Reyna Persa; Caio Canella Vieira; Esteban Rios; Valerio Hoyos-Villegas; Carlos D Messina; Daniel Runcie; Diego Jarquin

doi:10.3389/fgene.2023.1269255

Improving predictive ability in sparse testing designs in soybean populations

Front Genet. 2023 Nov 23:14:1269255. doi: 10.3389/fgene.2023.1269255. eCollection 2023.

Authors

Reyna Persa¹, Caio Canella Vieira², Esteban Rios¹, Valerio Hoyos-Villegas³, Carlos D Messina⁴, Daniel Runcie⁵, Diego Jarquin¹

Affiliations

¹ Agronomy Department, University of Florida, Gainesville, FL, United States.
² Crop, Soil, and Environmental Sciences, Bumpers College, University of Arkansas, Fayetteville, AR, United States.
³ Department of Plant Science, McGill University, Montreal, QC, Canada.
⁴ Horticultural Sciences Department, University of Florida, Gainesville, FL, United States.
⁵ Department of Plant Sciences, University of California Davis, Davis, CA, United States.

Abstract

The availability of high-dimensional genomic data and advancements in genome-based prediction models (GP) have revolutionized and contributed to accelerated genetic gains in soybean breeding programs.
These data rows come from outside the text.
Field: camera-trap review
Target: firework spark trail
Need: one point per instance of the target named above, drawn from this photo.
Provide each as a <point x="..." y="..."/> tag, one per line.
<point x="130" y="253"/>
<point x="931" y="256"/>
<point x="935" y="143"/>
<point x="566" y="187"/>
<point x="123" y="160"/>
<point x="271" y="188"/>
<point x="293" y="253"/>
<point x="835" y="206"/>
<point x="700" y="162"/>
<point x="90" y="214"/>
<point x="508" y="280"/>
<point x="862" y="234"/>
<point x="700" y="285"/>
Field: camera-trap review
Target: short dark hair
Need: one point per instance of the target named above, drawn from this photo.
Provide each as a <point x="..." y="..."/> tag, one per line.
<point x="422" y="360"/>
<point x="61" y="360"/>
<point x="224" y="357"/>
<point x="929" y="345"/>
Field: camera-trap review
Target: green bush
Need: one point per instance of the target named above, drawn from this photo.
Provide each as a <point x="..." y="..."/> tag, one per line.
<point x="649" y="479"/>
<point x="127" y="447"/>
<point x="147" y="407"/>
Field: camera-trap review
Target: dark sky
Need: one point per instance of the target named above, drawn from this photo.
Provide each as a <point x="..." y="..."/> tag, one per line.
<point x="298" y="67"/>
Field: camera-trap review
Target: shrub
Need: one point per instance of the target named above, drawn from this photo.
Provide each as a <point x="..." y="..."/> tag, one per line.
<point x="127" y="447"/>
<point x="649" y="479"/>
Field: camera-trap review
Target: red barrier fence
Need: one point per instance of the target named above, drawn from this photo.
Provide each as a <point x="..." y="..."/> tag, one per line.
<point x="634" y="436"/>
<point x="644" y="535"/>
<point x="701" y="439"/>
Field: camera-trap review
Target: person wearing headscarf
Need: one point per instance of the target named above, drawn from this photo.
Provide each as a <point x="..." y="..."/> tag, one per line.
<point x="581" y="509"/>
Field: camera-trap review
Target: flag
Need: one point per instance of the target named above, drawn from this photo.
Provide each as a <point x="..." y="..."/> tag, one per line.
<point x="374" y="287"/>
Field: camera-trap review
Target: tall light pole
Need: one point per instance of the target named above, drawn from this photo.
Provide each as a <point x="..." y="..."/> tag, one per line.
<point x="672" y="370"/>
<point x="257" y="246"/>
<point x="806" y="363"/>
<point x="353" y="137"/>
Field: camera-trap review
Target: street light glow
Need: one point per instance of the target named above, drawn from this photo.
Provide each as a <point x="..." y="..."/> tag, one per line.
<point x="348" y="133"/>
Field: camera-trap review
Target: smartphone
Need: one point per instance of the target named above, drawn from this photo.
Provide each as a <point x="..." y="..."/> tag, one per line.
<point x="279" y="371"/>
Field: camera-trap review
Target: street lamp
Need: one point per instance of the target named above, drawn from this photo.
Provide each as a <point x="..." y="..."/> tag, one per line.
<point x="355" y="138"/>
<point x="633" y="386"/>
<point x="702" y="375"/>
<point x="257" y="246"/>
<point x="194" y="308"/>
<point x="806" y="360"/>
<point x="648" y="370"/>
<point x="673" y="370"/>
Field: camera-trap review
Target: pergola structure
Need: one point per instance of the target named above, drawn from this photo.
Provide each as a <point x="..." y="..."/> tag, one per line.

GP-based sparse testing is a promising concept that allows increasing the testing capacity of genotypes in environments, of genotypes or environments at a fixed cost, or a substantial reduction of costs at a fixed testing capacity. This study represents the first attempt to implement GP-based sparse testing in soybeans by evaluating different training set compositions going from non-overlapped RILs until almost the other extreme of having same set of genotypes observed across environments for different training set sizes. A total of 1,755 recombinant inbred lines (RILs) tested in nine environments were used in this study. RILs were derived from 39 bi-parental populations of the Soybean Nested Association Mapping (NAM) project. The predictive abilities of various models and training set sizes and compositions were investigated. Training compositions included a range of ratios of overlapping (O-RILs) and non-overlapping (NO-RILs) RILs across environments, as well as a methodology to maximize or minimize the genetic diversity in a fixed-size sample. Reducing the training set size compromised predictive ability in most training set compositions. Overall, maximizing the genetic diversity within the training set and the inclusion of O-RILs increased prediction accuracy given a fixed training set size; however, the most complex model was less affected by these factors. More testing environments in the early stages of the breeding pipeline can provide a more comprehensive assessment of genotype stability and adaptation which are fundamental for the precise selection of superior genotypes adapted to a wide range of environments.

Keywords: experimental design; genomic prediction; genotype-by-environment interaction; plant breeding; soybean; sparse testing.

Grants and funding

The author(s) declare financial support was received for the research, authorship, and/or publication of this article. University of Florida, Agronomy Department.